Bueno, de ahí en más el hombre gordo se dedica a perseguir a los que dicen mentiras. Cada noche sale a buscar mentirosos y siempre encuentra a alguno, por el olor los encuentra, las conciencias sucias largan un olor feo. El hombre gordo puede olerlo y el mentiroso terminará en la olla.
—¿Y la mujer del hombre gordo?
—Ah, ella también lo engañó y fue a parar a la olla
Ariel gira los ojos, inquieto, sus dedos están fríos.
—¿Y por dónde entra? 
Eso no lo sé, pero siempre consigue entrar.
—¿Y qué más?
—Nada más. Él camina por las calles, después que todos se fueron a dormir. Camina despacio, por lo gordo que es. Usa un impermeable oscuro. Sus ojos, que habían sido hermosos, ahora son como virutas de metal incrustadas en su cara gorda.
Van a dar las doce, la mamá de Ariel no tardará en llegar y al fin podré irme. Él se chupa los labios resecos y dice:
No te vas a ir, verdad Susi.
Niego con la cabeza y le sostengo la mano fría y mis dedos también están tiesos y húmedos.

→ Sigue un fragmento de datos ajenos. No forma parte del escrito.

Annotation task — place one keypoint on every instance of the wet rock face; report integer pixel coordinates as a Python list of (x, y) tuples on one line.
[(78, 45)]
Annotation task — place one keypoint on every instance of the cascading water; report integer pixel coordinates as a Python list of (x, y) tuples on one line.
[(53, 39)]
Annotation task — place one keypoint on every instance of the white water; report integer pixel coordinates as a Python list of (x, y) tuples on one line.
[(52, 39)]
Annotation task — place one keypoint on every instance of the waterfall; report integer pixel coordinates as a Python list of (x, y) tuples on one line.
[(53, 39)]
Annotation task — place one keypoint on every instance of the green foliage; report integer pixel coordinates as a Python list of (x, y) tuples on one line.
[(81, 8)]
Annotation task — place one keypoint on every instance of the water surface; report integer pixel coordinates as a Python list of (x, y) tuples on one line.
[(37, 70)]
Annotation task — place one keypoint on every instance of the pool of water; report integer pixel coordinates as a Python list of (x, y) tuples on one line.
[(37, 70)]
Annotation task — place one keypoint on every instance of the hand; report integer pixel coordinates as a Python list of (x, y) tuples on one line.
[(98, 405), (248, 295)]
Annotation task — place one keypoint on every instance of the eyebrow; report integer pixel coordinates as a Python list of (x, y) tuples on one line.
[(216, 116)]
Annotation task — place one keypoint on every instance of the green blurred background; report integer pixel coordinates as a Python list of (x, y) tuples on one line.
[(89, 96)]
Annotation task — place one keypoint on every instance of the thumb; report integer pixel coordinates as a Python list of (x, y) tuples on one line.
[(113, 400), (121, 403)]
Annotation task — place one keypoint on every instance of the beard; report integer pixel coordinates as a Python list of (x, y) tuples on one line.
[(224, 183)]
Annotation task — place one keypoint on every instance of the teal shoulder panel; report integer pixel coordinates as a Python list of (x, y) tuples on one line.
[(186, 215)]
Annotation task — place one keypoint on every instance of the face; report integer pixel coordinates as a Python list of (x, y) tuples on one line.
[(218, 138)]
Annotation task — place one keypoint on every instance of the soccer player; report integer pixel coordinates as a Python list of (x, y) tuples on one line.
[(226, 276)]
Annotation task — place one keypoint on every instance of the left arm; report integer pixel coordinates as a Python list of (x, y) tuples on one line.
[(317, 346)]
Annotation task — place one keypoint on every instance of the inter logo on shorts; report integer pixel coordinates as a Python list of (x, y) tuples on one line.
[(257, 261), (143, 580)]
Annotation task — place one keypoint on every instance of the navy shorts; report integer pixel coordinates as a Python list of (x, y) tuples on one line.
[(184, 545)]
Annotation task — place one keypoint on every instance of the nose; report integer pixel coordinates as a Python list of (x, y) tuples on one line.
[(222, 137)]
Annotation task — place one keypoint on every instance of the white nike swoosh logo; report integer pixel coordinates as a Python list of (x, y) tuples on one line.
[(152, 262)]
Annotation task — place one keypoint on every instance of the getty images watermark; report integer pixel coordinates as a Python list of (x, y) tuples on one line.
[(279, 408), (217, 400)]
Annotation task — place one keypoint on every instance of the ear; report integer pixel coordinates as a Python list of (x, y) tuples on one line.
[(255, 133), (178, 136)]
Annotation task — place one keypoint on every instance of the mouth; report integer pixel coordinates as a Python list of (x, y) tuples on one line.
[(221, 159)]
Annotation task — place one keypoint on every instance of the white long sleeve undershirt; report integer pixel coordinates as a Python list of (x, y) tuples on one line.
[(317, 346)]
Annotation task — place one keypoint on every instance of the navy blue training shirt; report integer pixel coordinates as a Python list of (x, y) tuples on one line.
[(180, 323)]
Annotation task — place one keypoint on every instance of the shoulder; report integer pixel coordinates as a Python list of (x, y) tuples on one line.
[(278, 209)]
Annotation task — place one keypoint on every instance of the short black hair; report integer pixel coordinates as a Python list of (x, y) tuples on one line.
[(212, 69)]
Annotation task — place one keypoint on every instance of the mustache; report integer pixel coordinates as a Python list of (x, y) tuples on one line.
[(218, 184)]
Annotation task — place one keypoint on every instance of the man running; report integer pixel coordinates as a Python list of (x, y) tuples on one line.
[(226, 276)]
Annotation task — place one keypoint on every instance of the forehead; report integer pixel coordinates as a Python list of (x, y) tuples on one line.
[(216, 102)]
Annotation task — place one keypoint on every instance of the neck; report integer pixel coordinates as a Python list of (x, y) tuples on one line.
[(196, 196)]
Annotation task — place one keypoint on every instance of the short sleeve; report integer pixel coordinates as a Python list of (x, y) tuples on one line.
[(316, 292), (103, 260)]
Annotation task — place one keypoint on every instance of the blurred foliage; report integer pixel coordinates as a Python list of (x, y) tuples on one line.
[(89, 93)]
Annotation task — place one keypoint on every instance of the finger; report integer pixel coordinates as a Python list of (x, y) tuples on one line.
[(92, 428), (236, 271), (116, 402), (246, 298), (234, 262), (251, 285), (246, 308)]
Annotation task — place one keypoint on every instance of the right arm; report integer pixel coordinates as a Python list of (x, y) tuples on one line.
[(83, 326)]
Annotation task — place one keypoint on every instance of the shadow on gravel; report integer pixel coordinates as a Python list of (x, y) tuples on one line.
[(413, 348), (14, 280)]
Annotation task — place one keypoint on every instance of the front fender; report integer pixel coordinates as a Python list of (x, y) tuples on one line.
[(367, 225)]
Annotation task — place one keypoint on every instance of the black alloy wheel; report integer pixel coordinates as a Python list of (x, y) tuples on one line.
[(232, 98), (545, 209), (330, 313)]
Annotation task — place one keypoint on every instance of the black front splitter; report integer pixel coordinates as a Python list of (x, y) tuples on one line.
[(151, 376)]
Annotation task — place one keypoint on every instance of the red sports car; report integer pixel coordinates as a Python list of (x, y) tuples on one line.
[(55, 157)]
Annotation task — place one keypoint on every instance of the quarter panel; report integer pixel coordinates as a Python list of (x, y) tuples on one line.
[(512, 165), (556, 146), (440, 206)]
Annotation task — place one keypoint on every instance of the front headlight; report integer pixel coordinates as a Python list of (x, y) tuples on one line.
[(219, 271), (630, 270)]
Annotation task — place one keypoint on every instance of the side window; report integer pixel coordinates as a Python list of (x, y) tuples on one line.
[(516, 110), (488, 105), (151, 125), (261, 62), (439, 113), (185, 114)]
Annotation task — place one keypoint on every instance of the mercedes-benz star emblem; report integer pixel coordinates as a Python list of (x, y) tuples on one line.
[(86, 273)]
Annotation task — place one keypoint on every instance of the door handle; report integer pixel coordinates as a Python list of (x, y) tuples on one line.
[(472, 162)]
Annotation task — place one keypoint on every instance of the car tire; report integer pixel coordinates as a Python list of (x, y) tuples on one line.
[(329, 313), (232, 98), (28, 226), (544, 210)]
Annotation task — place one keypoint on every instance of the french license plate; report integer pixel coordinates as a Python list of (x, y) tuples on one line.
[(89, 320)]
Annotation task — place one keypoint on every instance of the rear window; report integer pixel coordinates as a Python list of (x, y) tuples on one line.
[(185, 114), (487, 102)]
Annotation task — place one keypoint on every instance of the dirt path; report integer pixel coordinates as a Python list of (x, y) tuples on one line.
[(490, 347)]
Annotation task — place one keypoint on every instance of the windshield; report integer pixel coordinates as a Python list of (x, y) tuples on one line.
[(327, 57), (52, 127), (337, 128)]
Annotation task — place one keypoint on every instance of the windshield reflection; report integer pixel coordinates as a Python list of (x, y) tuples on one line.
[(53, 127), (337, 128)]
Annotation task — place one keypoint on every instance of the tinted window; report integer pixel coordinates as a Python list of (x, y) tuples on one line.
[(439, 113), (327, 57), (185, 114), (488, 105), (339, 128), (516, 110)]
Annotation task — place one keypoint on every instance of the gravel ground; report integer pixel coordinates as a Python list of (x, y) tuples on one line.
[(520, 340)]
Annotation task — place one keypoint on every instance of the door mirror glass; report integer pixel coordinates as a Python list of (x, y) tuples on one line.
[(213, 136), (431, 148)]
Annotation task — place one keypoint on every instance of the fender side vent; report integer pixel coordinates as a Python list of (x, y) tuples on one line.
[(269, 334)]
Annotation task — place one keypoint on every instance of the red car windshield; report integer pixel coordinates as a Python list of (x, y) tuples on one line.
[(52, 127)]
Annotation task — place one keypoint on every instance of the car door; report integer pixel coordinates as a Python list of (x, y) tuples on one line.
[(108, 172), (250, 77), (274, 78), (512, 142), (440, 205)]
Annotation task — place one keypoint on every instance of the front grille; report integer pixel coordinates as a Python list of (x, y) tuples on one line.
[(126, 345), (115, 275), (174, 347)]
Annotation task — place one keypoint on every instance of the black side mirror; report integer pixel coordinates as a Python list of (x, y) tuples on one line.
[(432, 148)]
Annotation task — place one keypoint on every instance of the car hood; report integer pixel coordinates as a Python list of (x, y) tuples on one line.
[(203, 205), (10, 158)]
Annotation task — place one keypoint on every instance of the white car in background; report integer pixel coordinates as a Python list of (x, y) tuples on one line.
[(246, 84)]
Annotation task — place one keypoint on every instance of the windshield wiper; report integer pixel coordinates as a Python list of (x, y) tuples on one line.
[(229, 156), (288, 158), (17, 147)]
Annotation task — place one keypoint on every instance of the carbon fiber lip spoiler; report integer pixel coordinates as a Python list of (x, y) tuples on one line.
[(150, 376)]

Cerrá los ojos y dormite de una vez. 
Pero él no quiere y los mueve constantemente. Me duele ver su cara pálida, como si le hubieran exprimido toda la sangre. Miro como los ositos en la pared arman juegos en un bosque esmeralda.
El ruido de la llave en la cerradura nos pone alerta. Unos pasos lentos se acercan por el pasillo. Ya ni sé si los dedos que tiemblan son los míos o los de Ariel.